Kamensky married Maria Apakidze and they had a daughter, Irina in 1907. He was so passionate about his violin that on the eve of the Russian Revolution, when he was forced to leave the country and faced with the choice between taking his wife or his violin, he chose his Stradivarius. He fled to Paris and became a professor at the Russian Conservatory (now the Rachmaninov Conservatory) and he gave private lessons (pupils included Michèle Auclair, Hansheinz Schneeberger, Nejiko Suwa and Jean Fournier). He subsequently married Ksenia Vladimirovna. Kamensky died in Paris and was buried at the Sainte-Geneviève-des-Bois Russian Cemetery in Paris.

== Selected performance reviews ==

NIZHNY NOVGOROD

"The ensemble of the four artists is simply wonderful. It is impossible to explain in words the perfection of their masterful playing, one must hear them to understand the power and brilliance of their interpretation of the pure quartette music.
They represent one whole, one soul. It seems like one instrument in the hands of a maestro, in whose power it is to easily transmit the musical beauties, enrapturing the audience with the purity of tone, either dying away to the hardly audible pianissimo, or growing to the greatest forte.
Many years work were required to create such a perfect musical ensemble. The execution of the artists merits the highest praise, acquainting the Russian public with the works of the great composers."

POLTAWA

"Nothing surpasses their playing as regard to the ensemble, transparency and artistic interpretation. The four artists play like one person. They master their instruments exquisitely and achieve even a still greater mastery of themselves."

KISHINEFF

"Although their playing sounds like one great instrument, it is nevertheless not a bit mechanical, for each artist retains his own individuality."

OREL

"The concert was of such deep interest, both on account of the serious programme and also on account of the popularity of the artists, that we can note it as one of the most important events in our musical life."

SARATOFF

"I heard the celebrated Quartet for the first time and the impression received excelled by far my expectation.
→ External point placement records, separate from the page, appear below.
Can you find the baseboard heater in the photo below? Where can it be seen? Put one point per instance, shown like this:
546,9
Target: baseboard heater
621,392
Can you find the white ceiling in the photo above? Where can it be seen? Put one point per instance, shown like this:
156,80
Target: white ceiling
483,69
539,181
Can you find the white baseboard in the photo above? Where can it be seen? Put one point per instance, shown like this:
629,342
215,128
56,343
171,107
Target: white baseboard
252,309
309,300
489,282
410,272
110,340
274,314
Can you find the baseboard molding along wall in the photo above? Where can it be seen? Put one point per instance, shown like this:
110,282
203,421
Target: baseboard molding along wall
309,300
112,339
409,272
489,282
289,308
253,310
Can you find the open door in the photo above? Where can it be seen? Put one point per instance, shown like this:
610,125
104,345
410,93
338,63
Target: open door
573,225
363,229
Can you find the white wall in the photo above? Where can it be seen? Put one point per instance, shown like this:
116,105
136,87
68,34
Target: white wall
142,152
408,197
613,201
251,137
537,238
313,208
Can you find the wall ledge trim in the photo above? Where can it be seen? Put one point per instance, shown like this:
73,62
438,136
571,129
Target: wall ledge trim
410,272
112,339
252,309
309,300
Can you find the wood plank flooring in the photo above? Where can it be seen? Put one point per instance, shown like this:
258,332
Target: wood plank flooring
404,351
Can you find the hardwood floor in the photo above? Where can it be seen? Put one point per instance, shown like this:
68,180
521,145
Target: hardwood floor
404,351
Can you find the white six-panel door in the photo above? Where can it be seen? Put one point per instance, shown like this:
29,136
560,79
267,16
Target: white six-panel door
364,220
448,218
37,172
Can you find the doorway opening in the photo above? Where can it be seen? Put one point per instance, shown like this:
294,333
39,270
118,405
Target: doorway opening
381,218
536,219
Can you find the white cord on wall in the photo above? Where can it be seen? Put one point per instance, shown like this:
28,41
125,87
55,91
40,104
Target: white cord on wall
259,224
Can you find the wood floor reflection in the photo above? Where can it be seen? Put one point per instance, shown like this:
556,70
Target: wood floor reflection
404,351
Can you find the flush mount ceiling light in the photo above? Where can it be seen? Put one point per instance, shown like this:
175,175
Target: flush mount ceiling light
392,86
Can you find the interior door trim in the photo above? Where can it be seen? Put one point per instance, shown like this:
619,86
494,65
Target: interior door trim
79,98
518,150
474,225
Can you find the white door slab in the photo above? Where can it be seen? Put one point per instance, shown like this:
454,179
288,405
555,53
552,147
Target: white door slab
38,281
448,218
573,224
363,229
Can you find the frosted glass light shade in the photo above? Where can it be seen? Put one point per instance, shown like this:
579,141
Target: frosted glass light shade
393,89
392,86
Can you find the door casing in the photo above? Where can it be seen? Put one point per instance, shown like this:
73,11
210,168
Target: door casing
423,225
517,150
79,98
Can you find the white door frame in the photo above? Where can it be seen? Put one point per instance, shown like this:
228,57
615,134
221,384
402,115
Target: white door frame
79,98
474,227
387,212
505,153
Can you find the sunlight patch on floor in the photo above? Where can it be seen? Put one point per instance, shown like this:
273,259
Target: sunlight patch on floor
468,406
One can hardly imagine a greater harmony of interpretation. Listening to the Quartet I had the impression that I heard a small, wonderfully harmonious orchestra, an orchestra, where every musician is a great and thorough artist.
In forte, the orchestra surprises you with its strength and power and in piano it charms your ear with tenderness of tone and the finest achievement. During the whole performance here is the impression of great nobility and deep reverence for the authors.
There is not the slightest wish of any of the artists to exhibit himself, not the least striving for cheap effects.
Strange as it may seem, this is so seldom found in music."